From EPrints Documentation
Jump to: navigation, search


* * * YOU MUST USE EPRINTS 3.4.1++ FOR THE CONFIGURATION BELOW TO BE GUARANTEED TO WORK * * *

Trying to configure EPrints for HTTPS can be difficult and the way the code was previously written, even if you configured HTTPS correctly you could still have issues with mixed content pages, amongst other problems. In EPrints 3.4.1 the underlying code has been improved so that you can configure, host, port, securehost, and secureport in your archive's cfg/cfg.d/10_core.pl in three different ways to get the behaviour. Other configuration options in this file should not need to be changed.

Configurations

Make sure you remove or disable your archive's cfg/cfg.d/https.pl if it exists as it may override the configuration below. Once you have updated your configuration you must run generate_apacheconf to regenerate configuration for Apache before restarting the web server.

HTTP Only

It is advised you avoid using this configuration unless you are developing a repository on a non-publicly accessible web host.

$c->{host} = 'example.eprints.org';
$c->{port} = 80;
$c->{securehost} = undef;
$c->{secureport} = undef;

HTTPS When You Login

This is the current default for EPrints. All publicly accessible pages will use HTTP by default (but still be accessible over HTTPS if you modify the URL) and the login page and all login restricted pages will use HTTPS or be redirected from HTTP.

$c->{host} = 'example.eprints.org';
$c->{port} = 80;
$c->{securehost} = $c->{host};
$c->{secureport} = 443;

HTTPS Only

This ensures that no page (image, CSS, JavaScript file, etc.) will be returned over HTTP and if requested it will be redirected to HTTPS.

You may also want to edit the archive's ssl/securevhost.conf to add the HSTS header.

$c->{host} = undef;
$c->{port} = 80;
$c->{securehost} = 'example.eprints.org';
$c->{secureport} = 443;

Issues and Troubleshooting

Inevitably you may still encounter issues even if you use one of the configurations above, so it is advised you test this on a development or pre-production instance of your repository to check you get the behaviour you expect.

EPrint URI Change

When an EPrint made live it will acquire a URI in the form

http://example.eprints.org/eprint/id/1234

If you switch over to HTTPS Only the above URI will be updated (if you refresh abstracts) to

https://example.eprints.org/eprint/id/1234

For most repositories this will not be an issue but if your repository is harvested by a third party application, it may rely on the URI as a unique identifier and if this changes it may that all the EPrints are new as none of the URIs are the same as before.

For third party applications that integrate through the Bazaar (EThoS, PIRUS, Symplectic Repository Tools, etc.) no problems relating to this have been identified. However, if your repository has a bespoke third party application this may be affected and is something you should test beforehand if possible but as soon as you go live with the new configuration otherwise.

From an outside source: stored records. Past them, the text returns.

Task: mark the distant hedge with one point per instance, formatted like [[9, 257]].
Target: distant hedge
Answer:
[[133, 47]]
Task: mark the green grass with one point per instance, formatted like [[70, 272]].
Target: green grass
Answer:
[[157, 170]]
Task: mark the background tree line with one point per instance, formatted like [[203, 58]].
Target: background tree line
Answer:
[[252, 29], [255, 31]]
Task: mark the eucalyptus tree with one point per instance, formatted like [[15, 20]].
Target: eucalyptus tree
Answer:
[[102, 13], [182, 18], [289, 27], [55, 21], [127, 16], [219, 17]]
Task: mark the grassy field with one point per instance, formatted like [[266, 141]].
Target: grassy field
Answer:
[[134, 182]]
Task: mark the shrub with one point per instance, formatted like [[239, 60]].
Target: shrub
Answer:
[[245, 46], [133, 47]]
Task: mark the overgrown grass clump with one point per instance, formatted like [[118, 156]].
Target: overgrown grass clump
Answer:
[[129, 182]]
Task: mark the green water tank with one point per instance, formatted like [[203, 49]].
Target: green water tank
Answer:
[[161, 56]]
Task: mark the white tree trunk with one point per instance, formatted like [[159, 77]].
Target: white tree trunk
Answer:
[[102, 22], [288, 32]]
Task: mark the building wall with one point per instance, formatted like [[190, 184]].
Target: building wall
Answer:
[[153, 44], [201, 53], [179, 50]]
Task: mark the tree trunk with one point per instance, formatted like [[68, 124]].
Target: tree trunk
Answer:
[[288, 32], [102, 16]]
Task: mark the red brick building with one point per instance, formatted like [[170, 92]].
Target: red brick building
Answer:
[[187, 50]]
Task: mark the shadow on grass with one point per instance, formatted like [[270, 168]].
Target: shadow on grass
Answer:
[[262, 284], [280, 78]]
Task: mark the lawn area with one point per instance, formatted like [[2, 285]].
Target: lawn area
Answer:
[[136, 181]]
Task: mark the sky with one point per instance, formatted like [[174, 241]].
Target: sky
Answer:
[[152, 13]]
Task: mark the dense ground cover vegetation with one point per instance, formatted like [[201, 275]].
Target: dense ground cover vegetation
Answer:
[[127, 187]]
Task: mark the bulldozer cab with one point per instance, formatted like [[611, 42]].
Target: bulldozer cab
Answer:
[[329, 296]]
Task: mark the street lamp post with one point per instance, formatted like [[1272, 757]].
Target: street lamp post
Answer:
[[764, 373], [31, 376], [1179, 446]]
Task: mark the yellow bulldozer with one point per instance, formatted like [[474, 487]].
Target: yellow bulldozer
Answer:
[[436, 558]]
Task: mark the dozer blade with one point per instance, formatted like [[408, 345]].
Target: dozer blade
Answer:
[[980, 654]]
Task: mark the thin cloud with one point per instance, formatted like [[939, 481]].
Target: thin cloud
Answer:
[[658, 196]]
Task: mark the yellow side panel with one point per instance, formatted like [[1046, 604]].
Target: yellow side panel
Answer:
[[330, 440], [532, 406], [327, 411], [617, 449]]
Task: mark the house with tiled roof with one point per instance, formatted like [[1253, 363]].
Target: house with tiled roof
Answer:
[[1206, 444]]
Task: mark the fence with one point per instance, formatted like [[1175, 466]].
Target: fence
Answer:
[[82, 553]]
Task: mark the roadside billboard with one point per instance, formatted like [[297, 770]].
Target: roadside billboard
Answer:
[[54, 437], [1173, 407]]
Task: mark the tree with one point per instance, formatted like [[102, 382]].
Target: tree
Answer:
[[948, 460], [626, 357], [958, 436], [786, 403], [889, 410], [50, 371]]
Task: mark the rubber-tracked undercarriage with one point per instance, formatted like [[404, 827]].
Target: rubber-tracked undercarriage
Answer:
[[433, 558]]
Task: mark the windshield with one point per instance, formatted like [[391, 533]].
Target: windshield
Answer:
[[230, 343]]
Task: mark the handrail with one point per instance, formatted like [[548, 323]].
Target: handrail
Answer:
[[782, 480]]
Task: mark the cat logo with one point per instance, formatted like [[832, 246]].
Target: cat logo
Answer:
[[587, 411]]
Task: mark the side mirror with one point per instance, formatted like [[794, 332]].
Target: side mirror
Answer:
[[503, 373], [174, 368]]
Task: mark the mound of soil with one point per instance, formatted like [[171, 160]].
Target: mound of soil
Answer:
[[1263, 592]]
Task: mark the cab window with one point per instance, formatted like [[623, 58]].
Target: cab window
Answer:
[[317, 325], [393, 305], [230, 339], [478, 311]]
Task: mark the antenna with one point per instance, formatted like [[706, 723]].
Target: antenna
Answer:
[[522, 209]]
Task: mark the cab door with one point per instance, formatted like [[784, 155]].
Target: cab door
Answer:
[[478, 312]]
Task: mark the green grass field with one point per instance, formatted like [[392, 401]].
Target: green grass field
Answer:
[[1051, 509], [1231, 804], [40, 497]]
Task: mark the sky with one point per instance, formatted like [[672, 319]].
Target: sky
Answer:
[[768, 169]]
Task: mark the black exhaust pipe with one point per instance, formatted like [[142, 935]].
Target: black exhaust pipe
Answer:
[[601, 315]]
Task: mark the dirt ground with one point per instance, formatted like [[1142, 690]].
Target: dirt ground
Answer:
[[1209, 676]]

If you need to ensure your EPrint URIs do not change you can add the uri_url configuration option at the end of your archive's 10_core.pl configuration as follows:

$c->{uri_url} = "http://" . $c->{securehost};

OAI-PMH (e.g. http://example.eprints.org/cgi/oai2 and https://example.eprints.org/cgi/oai2) provide different relations (http or https) for a publication but the OAI identifier is protocol independent and therefore stays the same. Therefore, third party applications that make use of OAI-PMH should not be affected if they harvest as the protocol specifies.

Search Engine Indexing

It has been observed in the past that some items may briefly disappear from the Google search index when switching to HTTPS Only. There is no way to guarantee this will not happen. One way to try to mitigate and keep on top of this is to setup a Google Webmaster account and register your repository's hostname. After a couple of days this should get populated with all the pages indexed for your repositories, if there are any missing you can submit these to Google to be re-added.

IRStats2 Blip in Downloads

It has also been observed that repositories see a brief drop in downloads (and views) when switching to HTTPS Only. This may be partially due to search engine indexing but is most likely affected by the fact that bots and crawlers (including GoogleBot) will not follow redirects (i.e. from the HTTP URL they already had to the new HTTPS version) and therefore this will not count as a download. IRStats2 has multifarious ways of detecting bots but it is likely a large percentage of downloads will still be due to bots. Therefore, in some ways the blip may actually give a more accurate picture of the amount of downloads from your repository. However, looking a raw statistic is generally a bad idea, IRStats2 is intended to show usage trends and differences more than absolute downloads or views.